# Gummy Bears



## jrice12 (Dec 12, 2011)

Finally got a shot done - but my assistant kept trying to help, knocking them down after I set them up....


----------



## cgipson1 (Dec 12, 2011)

hahaha.. great subject!  Funny.. I was wandering through Target yesterday, looking at some of the kids toys (hex bugs).. thinking they would be fun to shoot. May have to do that....

I do like your little Gummi Bears though!  

Cool cat, too!


----------



## Robin Usagani (Dec 12, 2011)

It looks like your cat didnt see the glass door one too many times.


----------



## jrice12 (Dec 12, 2011)

Schwettylens said:


> It looks like your cat didnt see the glass door one too many times.
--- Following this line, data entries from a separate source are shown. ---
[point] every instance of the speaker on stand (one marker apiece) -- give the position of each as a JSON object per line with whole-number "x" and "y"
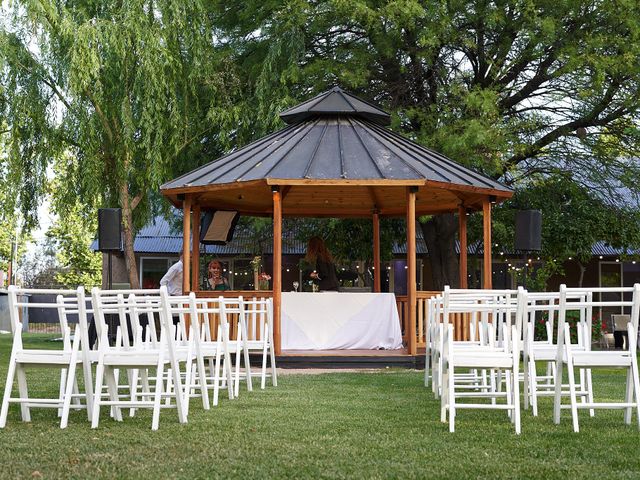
{"x": 528, "y": 235}
{"x": 109, "y": 236}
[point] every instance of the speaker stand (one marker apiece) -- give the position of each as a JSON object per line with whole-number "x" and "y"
{"x": 109, "y": 279}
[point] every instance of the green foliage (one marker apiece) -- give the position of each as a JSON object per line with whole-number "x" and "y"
{"x": 119, "y": 93}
Exotic Shorthairs actually come that way, but you have to keep this one out of the head shop.... You never know what he'll come home with!


----------



## onerugrat (Dec 15, 2011)

Yummy, great pic!    has anyone tried gummy bears soaked in vodka? I hear its the new craze and they go down really easy, a little too easy.


----------



## MissCream (Dec 15, 2011)

onerugrat said:
			
		

> Yummy, great pic!    has anyone tried gummy bears soaked in vodka? I hear its the new craze and they go down really easy, a little too easy.



Yes I have and they are fantastic!!!


----------